Un mundo zurdo
janvier-juin 2014
installation - production Orange rouge
Dans le cadre des projets de l’association Orange-rouge, j’ai rencontré une classe de collégiens de Noisy-le-sec, une classe ULIS qui regroupe au sein du collège des adolescents ayant des difficultés d’apprentissage. L’idée était d’imaginer un projet artistique, de réaliser ensemble une oeuvre. Nous nous sommes retrouvés régulièrement au collège. Nous avons échangé autour de différentes activités, différents gestes; autant de prétextes pour s’autoriser à commencer, pour prendre la parole, pour partager avec les autres, apprendre aux autres et des autres.
A partir de ces premiers temps partagés, j’ai ensuite imaginé aller avec eux, progressivement, vers la construction d’un territoire commun. Un territoire temporaire, déployable et repliable. Je leur ai proposé d’imaginer un sol. Une surface qui serait à la fois une surface où déambuler, une surface d’inscription et une surface-matrice. Un lieu où se tenir et à partir duquel partir.
Nous sommes donc partis de 20 carrés de linoléum dont on a travaillé ensemble l’agencement, la mise en réseau. Chacun a dessiné des traversées. Puis un ou plusieurs dessins qui nous « racontent le futur ». Chacun a investi cette question à sa manière, dessinant un futur possible ou des mondes imaginaires. Ce sol s’est constitué dans un aller-retour entre le singulier et le commun.
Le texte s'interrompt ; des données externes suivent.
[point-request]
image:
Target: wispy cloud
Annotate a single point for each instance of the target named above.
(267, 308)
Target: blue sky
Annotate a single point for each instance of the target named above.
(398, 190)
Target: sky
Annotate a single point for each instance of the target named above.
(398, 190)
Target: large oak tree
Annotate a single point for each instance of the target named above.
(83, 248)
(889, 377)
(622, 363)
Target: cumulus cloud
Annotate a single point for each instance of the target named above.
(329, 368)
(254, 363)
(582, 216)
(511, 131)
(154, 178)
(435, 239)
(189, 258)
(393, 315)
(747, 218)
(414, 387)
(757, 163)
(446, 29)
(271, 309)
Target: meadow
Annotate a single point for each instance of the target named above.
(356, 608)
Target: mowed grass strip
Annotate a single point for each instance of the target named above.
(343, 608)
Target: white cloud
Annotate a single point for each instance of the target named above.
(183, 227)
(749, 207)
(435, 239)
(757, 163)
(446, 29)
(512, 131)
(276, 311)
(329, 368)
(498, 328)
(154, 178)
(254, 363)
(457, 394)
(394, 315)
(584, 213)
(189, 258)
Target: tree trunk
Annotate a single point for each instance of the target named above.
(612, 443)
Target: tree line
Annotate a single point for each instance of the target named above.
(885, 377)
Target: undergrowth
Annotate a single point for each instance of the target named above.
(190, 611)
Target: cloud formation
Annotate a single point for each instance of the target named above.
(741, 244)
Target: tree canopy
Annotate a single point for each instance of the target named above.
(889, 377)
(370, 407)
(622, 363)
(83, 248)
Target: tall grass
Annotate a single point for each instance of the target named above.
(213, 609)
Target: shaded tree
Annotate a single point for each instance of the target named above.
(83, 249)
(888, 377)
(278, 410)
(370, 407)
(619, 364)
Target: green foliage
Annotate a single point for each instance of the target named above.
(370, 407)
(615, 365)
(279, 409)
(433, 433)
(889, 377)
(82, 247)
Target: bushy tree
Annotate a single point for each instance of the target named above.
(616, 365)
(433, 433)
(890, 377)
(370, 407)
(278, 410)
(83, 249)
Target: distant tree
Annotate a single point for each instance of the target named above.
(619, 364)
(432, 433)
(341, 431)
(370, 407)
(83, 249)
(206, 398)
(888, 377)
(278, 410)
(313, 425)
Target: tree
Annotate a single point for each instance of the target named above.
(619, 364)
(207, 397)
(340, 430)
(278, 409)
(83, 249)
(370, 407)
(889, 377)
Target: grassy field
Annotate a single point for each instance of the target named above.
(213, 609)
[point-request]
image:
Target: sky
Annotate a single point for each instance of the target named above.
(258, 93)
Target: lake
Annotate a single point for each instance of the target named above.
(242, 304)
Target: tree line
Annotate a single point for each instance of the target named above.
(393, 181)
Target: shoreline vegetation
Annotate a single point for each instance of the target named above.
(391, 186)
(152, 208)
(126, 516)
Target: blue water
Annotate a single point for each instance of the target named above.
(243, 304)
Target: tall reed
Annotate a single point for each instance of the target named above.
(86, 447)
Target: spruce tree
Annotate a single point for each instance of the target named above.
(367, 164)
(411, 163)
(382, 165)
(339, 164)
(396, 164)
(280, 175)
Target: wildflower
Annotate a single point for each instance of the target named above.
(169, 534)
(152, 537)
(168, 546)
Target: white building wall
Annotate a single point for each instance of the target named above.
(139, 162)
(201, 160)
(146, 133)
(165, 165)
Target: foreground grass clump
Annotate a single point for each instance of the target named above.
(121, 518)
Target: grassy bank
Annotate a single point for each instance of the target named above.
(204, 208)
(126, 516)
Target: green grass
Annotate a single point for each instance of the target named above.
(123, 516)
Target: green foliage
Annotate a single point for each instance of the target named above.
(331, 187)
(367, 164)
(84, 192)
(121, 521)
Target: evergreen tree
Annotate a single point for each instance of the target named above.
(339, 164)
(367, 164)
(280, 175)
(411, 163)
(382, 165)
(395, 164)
C’est une sorte de «chez soi» qui ne serait pas un abri mais plutôt un espace instable, précaire, temporaire; un seuil ; une zone de rencontre.
Ces cheminements et inscriptions ont ensuite été gravés pour pouvoir être, par fragments, rejoués: choisis, encrés, tirés sur papier. Le sol est devenu un atelier, un outil. Chacun s’est constitué un ensemble de tirages, comme des cartes à jouer pouvant être combinées entre elles pour recréer d’autres lignes, d’autres chemins.
Ce projet m’a beaucoup apporté. La rencontre avec chacun a été importante et m’accompagnera longtemps je pense. J’aime les espaces « entre », leur ambigüité, leur potentiel de rencontre, de mélange, d’invention. Ce sont pour moi des lieux de pensée politique. Le titre reprend un thème développé par Gloria Anzalduà, une poétesse, universitaire et militante féministe chicana : « un mundo zurdo », que l’on pourrait traduire par un “monde gaucher, gauche, bizarre”. G.Anzalduà décrit ce monde-là comme un “entre-deux”, une frontière à entendre comme ressource, lieu stratégique à partir duquel penser. C’est un seuil, un lieu de mélanges, d’échanges, d’invention. Dans « un mundo zurdo », nous sommes à la fois interconnectés les uns aux autres et conscients de notre singularité. Matérialisé dans un corps, un langage, un espace, il est toujours en transformation, en renégociation. Pour moi ce sol est une occurrence de ce « mundo zurdo ».
Il restera la trace d’une rencontre singulière mais contiendra dans sa forme la possibilité d’être à nouveau déployé, exploré, rejoué.
Ce projet sera exposé à Main d’oeuvre à Saint Ouen en avril 2015.